Added to all this were the updated
The electricity at work regulations 1989 which, among other things, laid down the separation between
people, i.e., both workers and passengers, and high voltage conductors.
To cope with the two pantograph 140mph use case the overhead had to be strengthened - all the details may be found in Philip Phlopp's earlier postings - and the use of independent suspension of the wires for each track was adopted based on experience with parts of the East Coast's equipment.
The conclusion to the whole sorry story must be to decide what it is you want to buy before you rush into the shop. And knowing what you want to buy means being an informed purchaser - and in this case NR clearly wasn't.
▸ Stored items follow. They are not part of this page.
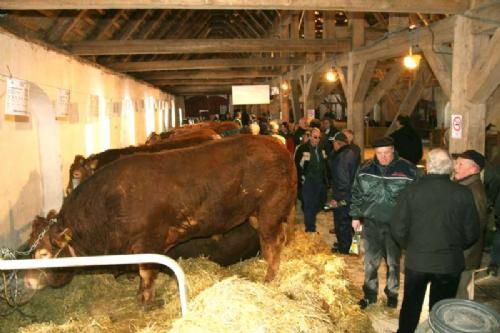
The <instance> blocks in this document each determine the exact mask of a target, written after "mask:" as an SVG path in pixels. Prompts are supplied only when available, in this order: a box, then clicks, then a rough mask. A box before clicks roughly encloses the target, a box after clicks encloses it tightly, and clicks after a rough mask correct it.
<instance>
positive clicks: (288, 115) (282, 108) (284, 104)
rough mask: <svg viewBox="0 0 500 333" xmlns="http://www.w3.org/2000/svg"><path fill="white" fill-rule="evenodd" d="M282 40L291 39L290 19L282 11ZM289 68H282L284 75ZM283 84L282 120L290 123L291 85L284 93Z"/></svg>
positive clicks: (283, 12)
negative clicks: (290, 29) (289, 109)
mask: <svg viewBox="0 0 500 333" xmlns="http://www.w3.org/2000/svg"><path fill="white" fill-rule="evenodd" d="M280 15H281V17H280V38H281V39H289V38H290V17H289V15H288V11H285V10H282V11H281V12H280ZM280 56H281V57H288V56H289V53H285V52H281V55H280ZM288 70H289V67H288V66H285V67H282V68H281V72H282V73H286V72H288ZM281 84H282V82H280V84H279V87H280V111H281V119H282V120H283V121H286V122H289V121H290V116H289V109H290V105H289V96H290V88H291V87H290V85H288V91H284V90H283V89H282V88H281Z"/></svg>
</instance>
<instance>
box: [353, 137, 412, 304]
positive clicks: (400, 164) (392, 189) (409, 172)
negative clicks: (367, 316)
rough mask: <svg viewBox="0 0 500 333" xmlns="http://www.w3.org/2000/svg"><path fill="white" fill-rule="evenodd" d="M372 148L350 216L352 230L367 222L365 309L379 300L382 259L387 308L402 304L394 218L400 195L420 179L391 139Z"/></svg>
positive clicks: (354, 195) (365, 275)
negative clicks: (383, 269)
mask: <svg viewBox="0 0 500 333" xmlns="http://www.w3.org/2000/svg"><path fill="white" fill-rule="evenodd" d="M372 146H373V147H374V149H375V157H374V158H373V159H371V160H369V161H367V162H366V163H364V164H363V165H362V166H361V167H360V168H359V170H358V173H357V174H356V177H355V181H354V185H353V187H352V198H351V199H352V202H351V209H350V215H351V217H352V227H353V228H354V230H359V229H360V226H361V219H364V224H363V237H364V246H365V257H364V263H365V281H364V284H363V292H364V298H362V299H361V300H360V301H359V306H360V307H361V308H362V309H364V308H366V307H367V306H368V305H370V304H372V303H375V302H376V301H377V297H378V268H379V266H380V261H381V259H382V257H383V258H384V259H385V262H386V264H387V284H386V287H385V289H384V291H385V294H386V295H387V306H389V307H392V308H395V307H397V304H398V293H399V265H400V258H401V249H400V248H399V246H398V245H397V244H396V243H395V242H394V240H393V239H392V237H391V232H390V224H389V222H390V218H391V216H392V212H393V210H394V206H396V200H397V197H398V195H399V193H400V192H401V191H402V190H403V189H404V188H405V187H406V186H407V185H408V184H410V183H411V182H413V181H415V180H416V179H417V168H416V167H415V165H414V164H412V163H410V162H408V161H407V160H405V159H402V158H399V156H398V155H397V153H396V152H395V151H394V142H393V140H392V139H391V138H390V137H386V138H382V139H378V140H376V141H375V142H374V143H373V144H372Z"/></svg>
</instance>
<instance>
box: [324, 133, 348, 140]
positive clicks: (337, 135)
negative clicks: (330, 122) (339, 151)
mask: <svg viewBox="0 0 500 333" xmlns="http://www.w3.org/2000/svg"><path fill="white" fill-rule="evenodd" d="M328 140H330V141H332V142H335V141H341V142H343V143H347V141H348V140H347V137H346V136H345V134H344V133H342V132H337V133H335V135H334V136H332V137H331V138H329V139H328Z"/></svg>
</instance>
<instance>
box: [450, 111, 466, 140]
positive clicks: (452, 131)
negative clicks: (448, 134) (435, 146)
mask: <svg viewBox="0 0 500 333" xmlns="http://www.w3.org/2000/svg"><path fill="white" fill-rule="evenodd" d="M463 126H464V123H463V117H462V115H460V114H452V115H451V137H452V138H453V139H461V138H462V129H463Z"/></svg>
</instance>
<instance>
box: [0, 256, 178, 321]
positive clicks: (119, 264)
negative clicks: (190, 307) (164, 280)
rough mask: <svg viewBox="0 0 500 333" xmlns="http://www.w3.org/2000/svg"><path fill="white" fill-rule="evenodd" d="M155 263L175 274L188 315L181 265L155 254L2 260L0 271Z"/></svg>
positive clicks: (166, 257) (155, 263)
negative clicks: (82, 266) (49, 259)
mask: <svg viewBox="0 0 500 333" xmlns="http://www.w3.org/2000/svg"><path fill="white" fill-rule="evenodd" d="M143 263H155V264H160V265H164V266H166V267H168V268H170V269H171V270H172V272H174V274H175V276H176V278H177V282H178V286H179V298H180V304H181V313H182V315H183V316H185V315H186V313H187V296H186V279H185V277H184V272H183V270H182V268H181V267H180V266H179V264H178V263H177V262H176V261H175V260H173V259H172V258H169V257H166V256H163V255H160V254H153V253H145V254H123V255H110V256H94V257H68V258H53V259H50V260H47V259H22V260H0V271H9V270H18V269H36V268H61V267H82V266H109V265H130V264H143Z"/></svg>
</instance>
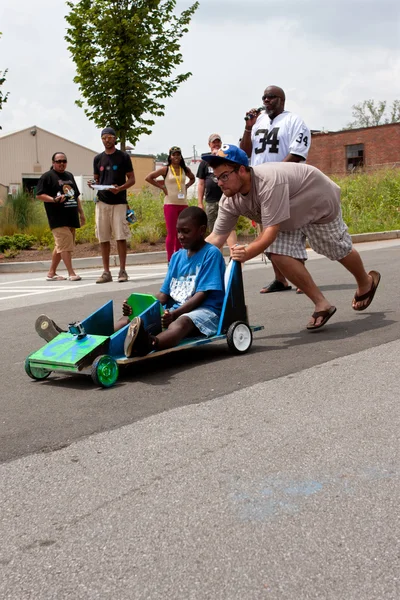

It had skills in the
maintenance of existing electrification but had few skills in the
design of new equipment - partially at least because it had been told by its sponsor over many years previously that electrification was off the agenda. To a certain extent it was more sinned against than sinning - but its subsequent programme management at the highest level appears, or at least appeared to be as things have changed in the meantime, wanting.
All this was compounded by split responsibilities - the DfT had taken upon itself the procurement of new trains but had not considered in sufficient detail the effects these would have on the overhead, the ORR was, at least partly, responsible for the regulatory framework but was also closely involved with the costings but didn't seem to be able to comprehend that the two things are interlinked. All the programmes which affected the GW were being run in separate silos - Crossrail to Maidenhead, resignalling closely followed by replacement of the signalling by ERTMS/ETCS, route modernisation, IEP and so on.
Heaven be praised that the rebuild of Reading station was run by Bechtel and didn't have so many interdependencies. That at least worked well.